Three senior Isreali Palestinian officials of the Islamic Movement, active largely in northern Israel are banned of travelling by the Israeli Interior Ministry as the human rights organizations slam Israel cracking down on Israeli Palestinian citizens.
Travel bans were placed on Sheikh Raed Salah - the leader of the Islamic Movement, deputy leader Kamal Khatib and the head of the movement's public relations office Yousef Awawdeh.
The Islamic Movement is prohibited in Israel, and any kind of contact with the organization is considered a crime.
"Any person who belongs to this organisation or who provides services to it or who acts within its framework is henceforth committing a criminal offence punishable by a prison sentence," an Israeli statement said.
Salah and Awawdeh cannot travel before January 15, 2016, while Khatib is banned from leaving the country until January 18 next year.
Last month Salah was sentenced for 11 month for incitement of violence at Al Aqsa Mosque compound in a 2007 speech, but it is currently pended since it is appealed in the Israeli supreme court.
Omar Khamayseh, Salah's legal representative and an activist in the Nazareth-based Arab Association for Human Rights told Al Jazeera "This part of the Israeli government political oppression of Arab activists is an attempt to silence them from speaking out against Israeli policies against Palestinians."
According to local media, the Israeli Interior Minister Silvan Shalom said last month if Salah is allowed to travel he will be a threat to Israel's security.
Almost 1.7 million Palestinians are Israeli citizens.
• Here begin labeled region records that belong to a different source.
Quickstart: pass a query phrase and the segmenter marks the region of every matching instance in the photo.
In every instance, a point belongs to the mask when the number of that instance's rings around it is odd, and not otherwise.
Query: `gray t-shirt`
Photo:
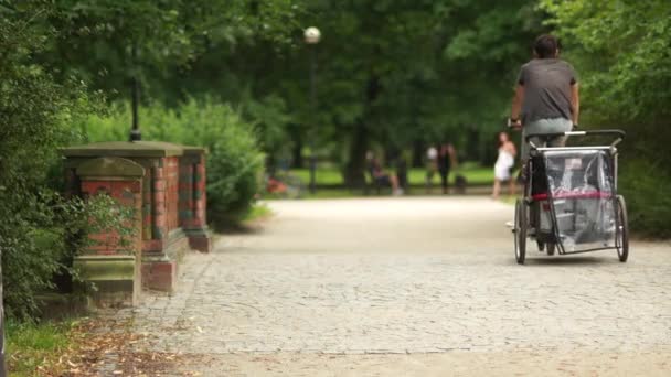
[[[571,120],[571,86],[577,83],[571,64],[560,58],[534,58],[522,66],[518,83],[524,86],[522,122]]]

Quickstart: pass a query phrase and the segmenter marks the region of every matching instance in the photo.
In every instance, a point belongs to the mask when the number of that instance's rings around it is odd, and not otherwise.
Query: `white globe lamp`
[[[306,37],[306,43],[308,44],[317,44],[321,39],[321,32],[315,26],[306,29],[303,35]]]

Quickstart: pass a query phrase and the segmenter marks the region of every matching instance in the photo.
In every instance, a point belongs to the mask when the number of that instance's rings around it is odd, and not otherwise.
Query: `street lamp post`
[[[138,79],[138,49],[134,44],[130,47],[130,56],[132,64],[132,77],[130,78],[130,108],[132,111],[132,127],[130,128],[130,141],[142,140],[140,132],[140,120],[138,116],[138,106],[140,106],[140,80]]]
[[[0,249],[0,257],[2,249]],[[0,258],[2,259],[2,258]],[[0,377],[7,377],[7,364],[4,359],[4,304],[2,302],[2,265],[0,263]]]
[[[319,29],[315,26],[310,26],[306,29],[305,33],[306,43],[310,49],[310,131],[309,131],[309,140],[308,143],[310,146],[310,193],[315,193],[317,191],[317,180],[316,180],[316,170],[317,170],[317,154],[315,151],[315,138],[316,138],[316,111],[317,111],[317,44],[321,40],[321,32]]]

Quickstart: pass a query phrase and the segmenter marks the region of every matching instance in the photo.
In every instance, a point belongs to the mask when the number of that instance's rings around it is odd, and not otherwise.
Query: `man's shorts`
[[[522,127],[522,159],[529,157],[531,147],[526,142],[526,136],[532,133],[561,133],[568,132],[573,129],[573,122],[565,118],[553,118],[553,119],[539,119],[529,122]],[[546,144],[545,140],[541,138],[532,138],[531,141],[536,147],[564,147],[566,144],[566,137],[557,137],[551,139]]]

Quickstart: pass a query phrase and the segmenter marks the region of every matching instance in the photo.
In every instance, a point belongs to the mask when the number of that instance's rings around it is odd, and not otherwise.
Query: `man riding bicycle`
[[[579,96],[575,71],[561,60],[560,43],[544,34],[533,46],[534,58],[522,65],[509,126],[522,129],[522,162],[529,159],[525,137],[532,133],[561,133],[578,125]],[[531,140],[540,146],[544,140]],[[565,137],[547,140],[551,147],[563,147]]]

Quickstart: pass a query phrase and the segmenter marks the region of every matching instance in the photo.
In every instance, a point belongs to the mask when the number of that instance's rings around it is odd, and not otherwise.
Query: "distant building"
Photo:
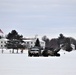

They are living in different cities, town and villages across Israel. Palestinian citizens of Israel are discriminated by more than 50 laws according to the Haifa-based Adalah Legal Center for Arab Minority Rights.
Since September an unrest has been ignited in Israel and the occupied land of Palestine over Al Aqsa Mosque compound. The compound has been a source of religious and political tension for decades between Israel and Palestine, as well as a frequent flashpoint for violence.